We’ve met Spoon Licker and the child-catching Yule Cat, but many other countries have mythical and malevolent winter monsters. Check out the malicious Karakoncolos who, in Serbia, disguises his voice as that of your loved one, lures you out into the snow and jumps on your back. Then there’s the Greek Kallikantzaroi, a group of demons who steal any babies born between Christmas Day and Twelfth Night. Fancy some winter sun?

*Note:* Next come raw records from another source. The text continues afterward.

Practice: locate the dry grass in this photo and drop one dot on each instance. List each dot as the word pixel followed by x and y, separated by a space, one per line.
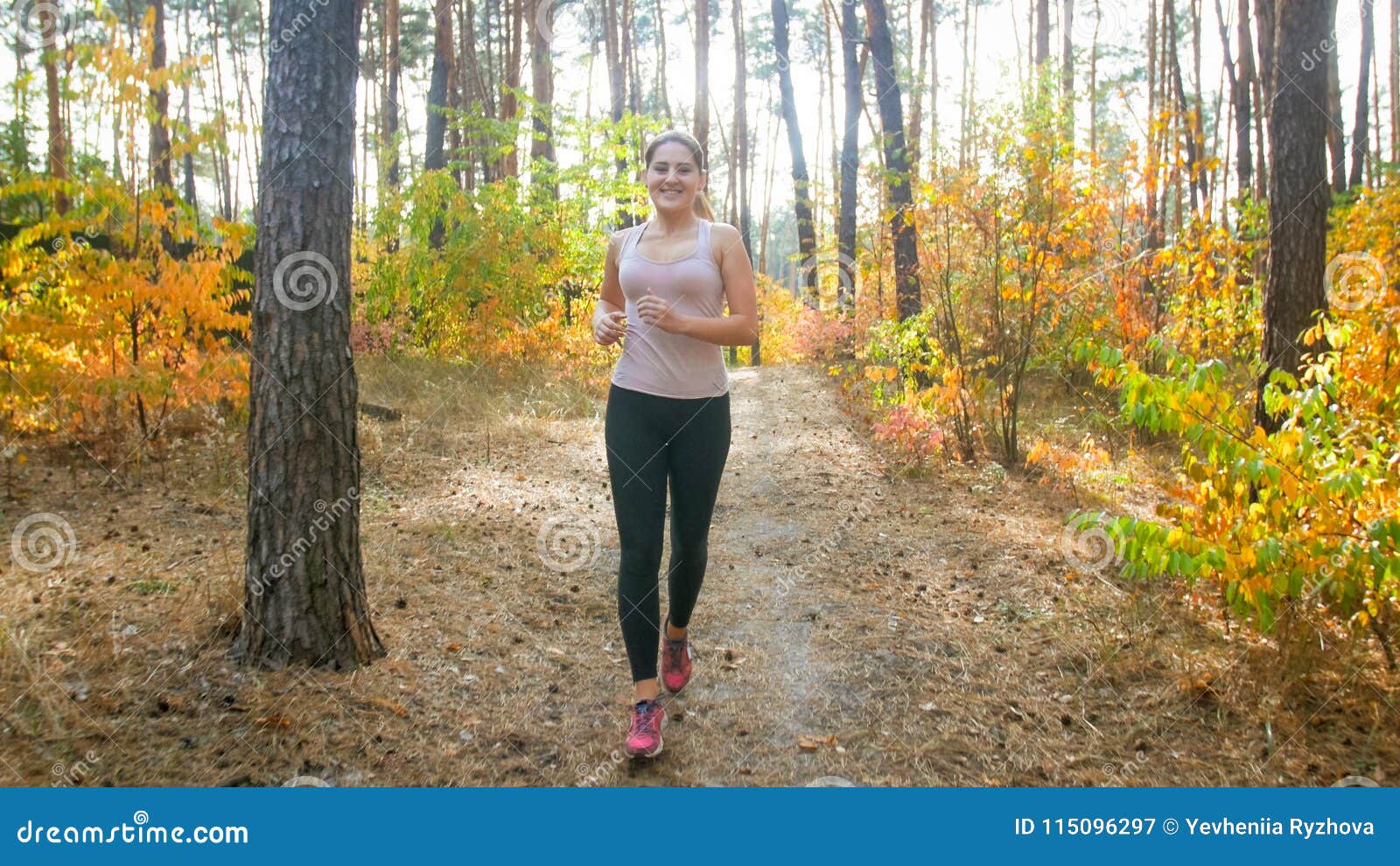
pixel 914 630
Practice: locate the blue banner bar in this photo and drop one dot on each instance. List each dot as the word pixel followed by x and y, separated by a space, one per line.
pixel 856 824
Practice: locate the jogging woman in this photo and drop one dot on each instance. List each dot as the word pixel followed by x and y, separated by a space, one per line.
pixel 664 294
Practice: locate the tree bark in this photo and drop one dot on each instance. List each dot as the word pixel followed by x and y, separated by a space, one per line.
pixel 542 88
pixel 433 153
pixel 702 119
pixel 1362 132
pixel 892 128
pixel 1336 146
pixel 802 200
pixel 741 147
pixel 304 576
pixel 850 157
pixel 160 144
pixel 1068 70
pixel 1298 195
pixel 389 109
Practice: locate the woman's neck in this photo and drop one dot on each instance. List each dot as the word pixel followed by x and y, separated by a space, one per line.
pixel 676 224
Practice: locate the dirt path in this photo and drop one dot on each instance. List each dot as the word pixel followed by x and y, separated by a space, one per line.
pixel 856 625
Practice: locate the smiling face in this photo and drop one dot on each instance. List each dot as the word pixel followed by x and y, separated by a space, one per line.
pixel 672 178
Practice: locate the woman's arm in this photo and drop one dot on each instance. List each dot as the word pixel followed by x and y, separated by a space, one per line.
pixel 741 326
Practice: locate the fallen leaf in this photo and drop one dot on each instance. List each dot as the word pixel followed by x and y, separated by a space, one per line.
pixel 396 709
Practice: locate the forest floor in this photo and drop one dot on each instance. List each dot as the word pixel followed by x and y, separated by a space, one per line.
pixel 858 625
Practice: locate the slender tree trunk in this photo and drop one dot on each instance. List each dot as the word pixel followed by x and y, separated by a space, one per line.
pixel 802 200
pixel 1298 195
pixel 892 126
pixel 542 88
pixel 741 147
pixel 305 600
pixel 1334 139
pixel 1094 80
pixel 1264 20
pixel 1395 81
pixel 188 158
pixel 389 109
pixel 1362 132
pixel 850 157
pixel 702 119
pixel 965 97
pixel 662 62
pixel 48 14
pixel 1068 69
pixel 433 154
pixel 1190 133
pixel 510 102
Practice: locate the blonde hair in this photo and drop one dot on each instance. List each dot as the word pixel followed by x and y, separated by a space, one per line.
pixel 702 205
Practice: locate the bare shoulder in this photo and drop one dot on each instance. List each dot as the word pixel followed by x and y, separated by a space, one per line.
pixel 724 238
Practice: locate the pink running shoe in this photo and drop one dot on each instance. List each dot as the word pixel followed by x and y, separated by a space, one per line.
pixel 676 660
pixel 644 737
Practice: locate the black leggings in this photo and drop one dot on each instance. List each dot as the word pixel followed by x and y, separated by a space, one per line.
pixel 651 439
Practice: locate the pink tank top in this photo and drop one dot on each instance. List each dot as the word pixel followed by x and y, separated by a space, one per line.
pixel 655 361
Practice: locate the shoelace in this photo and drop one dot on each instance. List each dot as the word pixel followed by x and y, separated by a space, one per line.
pixel 646 716
pixel 676 651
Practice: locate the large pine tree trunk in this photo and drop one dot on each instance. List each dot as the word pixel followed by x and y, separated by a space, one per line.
pixel 802 200
pixel 1362 132
pixel 892 128
pixel 1298 195
pixel 305 597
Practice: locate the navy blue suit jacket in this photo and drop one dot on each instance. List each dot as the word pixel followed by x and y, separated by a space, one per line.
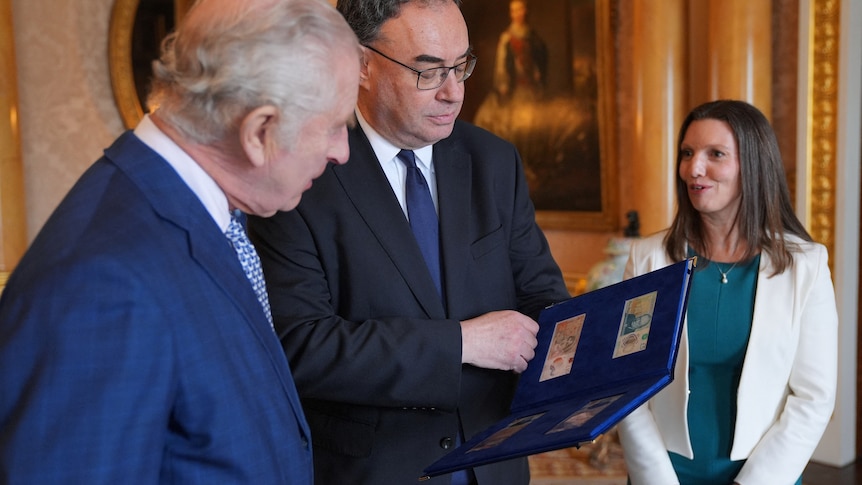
pixel 375 354
pixel 133 348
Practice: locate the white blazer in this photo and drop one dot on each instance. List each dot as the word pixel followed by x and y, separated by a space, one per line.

victorian-ghost-story2. Spine-tingling short stories

‘A Strange Christmas Game’ (1865) by J. H. Riddell is a charming story of fun, games, counting thirteen people when only twelve are present – and of a girl with a broken neck. Christmas games can seriously damage your health, so be warned: don’t end up like the heroine of this 1884 poem, the bride in Thomas Bayly’s ‘The Mistletoe Bough’. Or there’s Algernon Blackwood’s ‘The Old Kit-Bag’ (1908), a heart-warming seasonal tale of suicide and severed heads. Feliz Navidad. Bringing us nearly up to date, there’s Jeanette Winterson’s ‘Dark Christmas’ from 2013, where awkward festive plans (‘We had borrowed the house from a friend none of us seemed to know’) turn into an Edwardian horror story. M.R. James has, perhaps undeservedly, become king of the Christmas ghost story even though his tales are rarely set at Christmas – the BBC is broadcasting a dramatisation of one story on Christmas Eve, starring Greg Wise.

3. Frightful films

‘Holiday horror’ is a genuine subgenre. Whether you want to see Joan Collins bury a fire iron in her husband’s head before being stalked by a psychotic Santa (Tales from the Crypt, 1972) or watch a snow-covered New York  reunion turn fatal as the kiddiwinks start murdering their parents (The Children, 2008), there is a Christmas horror film for you. A clip of Tales from the Crypt is on YouTube: warnings for bright red poster paint.

4. Chilling culture

Not everything was the Victorians’ fault. The plays of William Shakespeare and Christopher Marlowe tell us that supernatural fictions also kept the Early Moderns warm on winter nights. In Marlowe’s The Jew of Malta (1589), Barabas recalls a tradition of seasonal scares: ‘Now I remember those old women’s words/Who in my wealth would tell me winter’s tales/And speak of spirits and ghosts that glide by night.’ Poor little Mamilius in Shakespeare’s The Winter’s Tale (c. 1610-11) has clearly had similar experiences, confidently telling his mother and her attendants ‘A sad tale’s best for winter’. There are also cheerier Christmas superstitions in Shakespeare’s plays: at the end of the first scene of Hamlet, Marcellus gets one of the play’s simplest and most beautiful speeches:

MARCELLUS:
It faded on the crowing of the cock.
Some say that ever ‘gainst that season comes
Wherein our Saviour’s birth is celebrated,
The bird of dawning singeth all night long:
And then, they say, no spirit dares stir abroad;
The nights are wholesome; then no planets strike,
No fairy takes, nor witch hath power to charm,
So hallow’d and so gracious is the time.

The rest of English Literature tends not to share Marcellus’s view: spirits, witches, and fairies abound in our Christmas heritage. Sorry, Marcellus.

dickens-of-a-christmas-800-x-400_snow-800x400

5. Ghoulish gifts

Buzzfeed has a handy list of 21 Gift Ideas For The Goth In Your Life, and you can also buy a haunted doll from Ebay (because of course you can), sometimes very specifically so (‘This doll is haunted by Stacey, 16‘). But if you want something moderately rather than traumatically scary, there’s the Valancourt Book of Victorian Christmas Ghost Stories, with tales by Arthur Conan Doyle and Walter Scott, or the Folio Society’s illustrated edition of Dickens’s A Christmas Carol. Or, because in the vernacular of those hideous Facebook posts, The Greatest Gift We Can Give Each Other Is Time, why not cuddle up with a friend and follow this Rookie Magazine tutorial on how to make Victorian hair-based mourning jewellery? Amazing Christmas gifts!!

Oh wait. Everything is the Victorians’ fault.

Have a spectacularly spooky Christmas. And, yes, making Victorian hair jewellery is something I desperately want to do.